Орал конюх, работает не покладая рук, неплохо получает и из колхоза в город наведывается раз в полгода за покупками. В Павлодаре неделями высматривает в магазинах обувь, одежду. Без обновы в
Надаровку не возвращается.
Едиге симпатичный и пытливый пацан. Увлечен историей кипчаков и всех казахов. Он готов ездить в город каждую неделю. Родители однако остерегаются потакать любви сына к городским соблазнам. Когда же по какой-либо надобности Едиге все же оказывается в Павлодаре, то он одетый в купленное Оралом, до вечера щеголяет по городу в поисках приключений. Если поддаст, то к вечеру обычно заходит в автобус со словами приветствия пассажирам: "Да здравствует великий казахский народ и другие менее великие народы!".
Хорошо, если к утру просыпается в вытрезвителе. Чаще пробуждается где -нибудь на пустыре, побитый и раздетый до трусов.
О том, что новому прикиду надо вновь петь прощальную узнает Орал и сокрушается: "Я купляю, купляю одежду, а Эдька теряет…".
Я пришел со свидания на квартиру Ситказиновым и Пуппо сообщил:
"Позавчера Эдька ушел к друзьям и ночью с него сняли плащ из кожзаменителя и нутриевую шапку. Месяц назад Орал купил плащ и вот…". Опять Оралу досталось. Но не только ему.
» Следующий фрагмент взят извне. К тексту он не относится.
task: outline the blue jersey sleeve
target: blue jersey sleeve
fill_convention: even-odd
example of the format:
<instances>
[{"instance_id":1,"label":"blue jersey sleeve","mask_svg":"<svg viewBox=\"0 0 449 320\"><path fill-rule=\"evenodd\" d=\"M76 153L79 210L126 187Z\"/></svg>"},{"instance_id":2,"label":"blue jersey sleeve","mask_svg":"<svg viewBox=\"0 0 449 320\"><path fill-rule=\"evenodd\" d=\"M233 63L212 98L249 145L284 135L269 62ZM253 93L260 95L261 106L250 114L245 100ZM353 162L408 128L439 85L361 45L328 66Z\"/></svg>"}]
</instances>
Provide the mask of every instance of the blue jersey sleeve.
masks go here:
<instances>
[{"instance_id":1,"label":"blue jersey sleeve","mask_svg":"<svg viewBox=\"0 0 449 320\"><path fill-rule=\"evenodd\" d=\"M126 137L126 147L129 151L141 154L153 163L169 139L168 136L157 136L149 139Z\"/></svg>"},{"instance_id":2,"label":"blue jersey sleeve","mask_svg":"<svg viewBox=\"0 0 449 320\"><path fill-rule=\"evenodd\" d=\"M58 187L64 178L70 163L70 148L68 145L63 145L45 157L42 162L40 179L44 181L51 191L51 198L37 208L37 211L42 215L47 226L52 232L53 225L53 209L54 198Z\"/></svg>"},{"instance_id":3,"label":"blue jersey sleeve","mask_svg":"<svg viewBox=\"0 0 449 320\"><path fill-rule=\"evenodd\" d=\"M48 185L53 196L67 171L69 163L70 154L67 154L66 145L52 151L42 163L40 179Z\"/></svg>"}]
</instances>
Фактов достаточно, чтобы понять: Едиге приезжает в город только за тем, чтобы спецом кого-то обуть и одеть..
Бактимир торопился в Надаровку. Последний раз в деревне он был в августе, а еще раньше, – в июле, – в огороде посеял мак. Не для себя, для обмена на анашу. Урожай давно поспел, ночью морозы, и
Пуппо тревожился, как бы маковые головки окончательно не перемерзли.
Мак не потерял товарный вид. Незадача в другом. Кто-то по ночам снимает урожай без разрешения хозяина.. Местные немцы и казахи о полезности мака еще не догадываются. В деревне работали чеченцы-шабашники. Скорее всего они и посрезали половину головок.
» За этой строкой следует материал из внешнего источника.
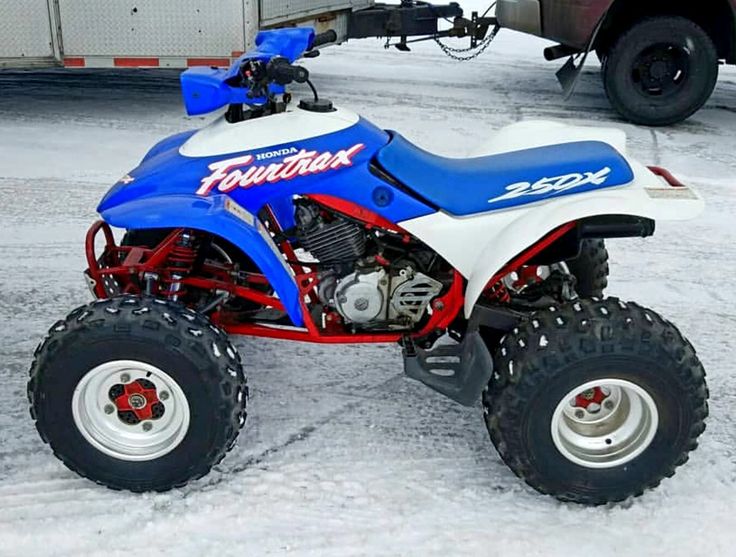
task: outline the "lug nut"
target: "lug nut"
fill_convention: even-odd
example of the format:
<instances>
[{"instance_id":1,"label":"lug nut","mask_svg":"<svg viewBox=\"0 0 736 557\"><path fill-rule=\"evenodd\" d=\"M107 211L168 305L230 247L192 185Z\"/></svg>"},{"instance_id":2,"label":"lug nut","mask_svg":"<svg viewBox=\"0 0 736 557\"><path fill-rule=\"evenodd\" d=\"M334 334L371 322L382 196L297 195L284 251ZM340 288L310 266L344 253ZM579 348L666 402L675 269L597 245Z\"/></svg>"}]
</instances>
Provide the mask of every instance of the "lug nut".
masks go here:
<instances>
[{"instance_id":1,"label":"lug nut","mask_svg":"<svg viewBox=\"0 0 736 557\"><path fill-rule=\"evenodd\" d=\"M169 391L161 391L158 394L158 398L159 398L159 400L168 400L168 398L169 398Z\"/></svg>"},{"instance_id":2,"label":"lug nut","mask_svg":"<svg viewBox=\"0 0 736 557\"><path fill-rule=\"evenodd\" d=\"M153 424L151 422L143 422L143 431L151 431Z\"/></svg>"},{"instance_id":3,"label":"lug nut","mask_svg":"<svg viewBox=\"0 0 736 557\"><path fill-rule=\"evenodd\" d=\"M597 404L595 402L591 402L590 404L588 404L588 412L590 412L591 414L597 414L600 411L601 411L600 404Z\"/></svg>"},{"instance_id":4,"label":"lug nut","mask_svg":"<svg viewBox=\"0 0 736 557\"><path fill-rule=\"evenodd\" d=\"M585 412L582 410L575 410L575 417L579 420L582 420L585 417Z\"/></svg>"},{"instance_id":5,"label":"lug nut","mask_svg":"<svg viewBox=\"0 0 736 557\"><path fill-rule=\"evenodd\" d=\"M128 374L128 373L121 373L120 374L120 381L122 381L123 383L127 383L128 381L130 381L130 374Z\"/></svg>"},{"instance_id":6,"label":"lug nut","mask_svg":"<svg viewBox=\"0 0 736 557\"><path fill-rule=\"evenodd\" d=\"M606 410L612 410L613 409L613 401L607 400L603 403L603 406L605 406Z\"/></svg>"},{"instance_id":7,"label":"lug nut","mask_svg":"<svg viewBox=\"0 0 736 557\"><path fill-rule=\"evenodd\" d=\"M112 414L115 412L115 407L112 404L105 404L105 414Z\"/></svg>"}]
</instances>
Пуппо почесал тыкву и пошел в дом за ножом.
По утрам на кухне у Исеновых жужжит сепаратор. Тетя Катя кормит нас сметаной и вареным мясом. Дядя Шайдулла возвращается с работы – он сторож – и кладет передо мной пачку "Казахстанских". Отец
Бактимира человек немногословный. Исеновы кипчаки, когда-то их предки переселились в Успенку из Омской области.
Пуппо накинул на себя ватник и в сарае пустой бутылкой перемалывал маковые головки. Он еще не пробовал кокнар. В городе у
Бактимира знакомые, которые знают, что делать с маковым отваром.
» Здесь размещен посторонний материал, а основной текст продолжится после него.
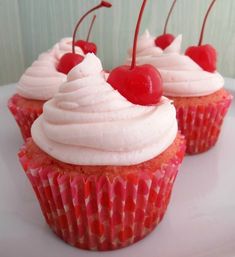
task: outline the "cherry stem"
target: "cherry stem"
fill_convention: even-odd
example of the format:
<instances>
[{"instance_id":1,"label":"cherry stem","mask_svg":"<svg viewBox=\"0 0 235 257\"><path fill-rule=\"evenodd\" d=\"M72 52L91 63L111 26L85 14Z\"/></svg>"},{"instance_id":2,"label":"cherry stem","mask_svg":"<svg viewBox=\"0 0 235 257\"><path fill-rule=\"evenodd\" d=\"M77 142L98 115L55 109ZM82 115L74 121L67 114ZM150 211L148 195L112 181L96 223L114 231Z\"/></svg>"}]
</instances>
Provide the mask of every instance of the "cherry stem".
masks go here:
<instances>
[{"instance_id":1,"label":"cherry stem","mask_svg":"<svg viewBox=\"0 0 235 257\"><path fill-rule=\"evenodd\" d=\"M144 13L144 8L145 5L147 3L147 0L143 0L141 9L140 9L140 13L139 13L139 17L138 17L138 21L136 24L136 28L135 28L135 37L134 37L134 43L133 43L133 51L132 51L132 62L131 62L131 70L134 69L134 67L136 66L136 48L137 48L137 39L138 39L138 35L139 35L139 30L140 30L140 23L141 23L141 19Z\"/></svg>"},{"instance_id":2,"label":"cherry stem","mask_svg":"<svg viewBox=\"0 0 235 257\"><path fill-rule=\"evenodd\" d=\"M168 15L167 15L166 22L165 22L165 26L164 26L164 30L163 30L163 34L166 34L167 25L168 25L168 22L169 22L171 13L172 13L172 11L173 11L173 9L174 9L174 6L175 6L175 4L176 4L176 1L177 1L177 0L174 0L174 1L173 1L172 5L171 5L171 8L170 8L170 10L169 10L169 13L168 13Z\"/></svg>"},{"instance_id":3,"label":"cherry stem","mask_svg":"<svg viewBox=\"0 0 235 257\"><path fill-rule=\"evenodd\" d=\"M89 38L90 38L90 35L91 35L91 30L92 30L92 28L93 28L95 19L96 19L96 15L93 16L93 19L92 19L92 21L91 21L91 24L90 24L90 27L89 27L89 31L88 31L88 34L87 34L87 38L86 38L86 42L89 41Z\"/></svg>"},{"instance_id":4,"label":"cherry stem","mask_svg":"<svg viewBox=\"0 0 235 257\"><path fill-rule=\"evenodd\" d=\"M75 38L76 38L76 33L77 33L77 29L78 27L80 26L80 24L82 23L82 21L84 20L84 18L90 14L91 12L99 9L99 8L102 8L102 7L106 7L106 8L110 8L112 6L112 4L110 4L109 2L107 1L101 1L100 4L96 5L95 7L93 7L92 9L90 9L88 12L86 12L81 18L80 20L77 22L76 26L75 26L75 29L73 31L73 42L72 42L72 52L73 54L75 54Z\"/></svg>"},{"instance_id":5,"label":"cherry stem","mask_svg":"<svg viewBox=\"0 0 235 257\"><path fill-rule=\"evenodd\" d=\"M200 38L199 38L199 42L198 42L198 46L200 46L202 44L204 30L205 30L205 26L206 26L206 20L207 20L207 17L208 17L208 15L209 15L209 13L210 13L210 11L211 11L211 9L212 9L212 7L213 7L215 2L216 2L216 0L213 0L211 2L210 6L209 6L209 8L208 8L208 10L206 12L206 15L204 17L203 24L202 24L202 30L201 30L201 34L200 34Z\"/></svg>"}]
</instances>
В сарай зашел дядя Шайдулла.
– Не стебатырсын?
– Дары жасаптотырвым, – сказал Пуппо.
– Молодец, – отец Бактимира с минуту постоял и ушел.
С горящими глазами в сарай протиснулся Едиге.
– Что делаешь?
– Кайф.
– Не дашь попробовать?
Пуппо протянул братцу пригоршню маковой трухи.
– Что с ней делать?
– Хорошенько прожуй и проглоти.
Через пять минут в сарай с расцарапанной шеей и зауженными глазками вернулся Едиге.
– Что-то у меня все чешется, – недоуменно сказал младший брат.
– Не дрейфь. Это и есть кайф.
…Газеты в деревне приходят на третий день, телевизор показывает плохо. Я лежал на диване с книжкой и теперь отчетливо понимал, в чем разница между городской и сельской жизнью. Чтобы ни о чем не думать, здесь надо быть всегда чем-нибудь да занятым.
Я опять осекся. "Да нет, ерунда. Это всего лишь слова". – подумал я и хотел было продолжить чтение, но оставил в покое книжку.
Есть ли у слов цена? Если нет, то должна быть.
Айгешат забеременела Шоном в начале лета 84-го. Толком я так и не понял, чем опасен отрицательный резус фактор, да и подозревал, что он всего лишь отговорка, но тем не менее не решился вновь уговоривать жену сделать аборт. Я по прежнему не желал от Айгешат ребенка и вдобавок был зол на тестя и тещу.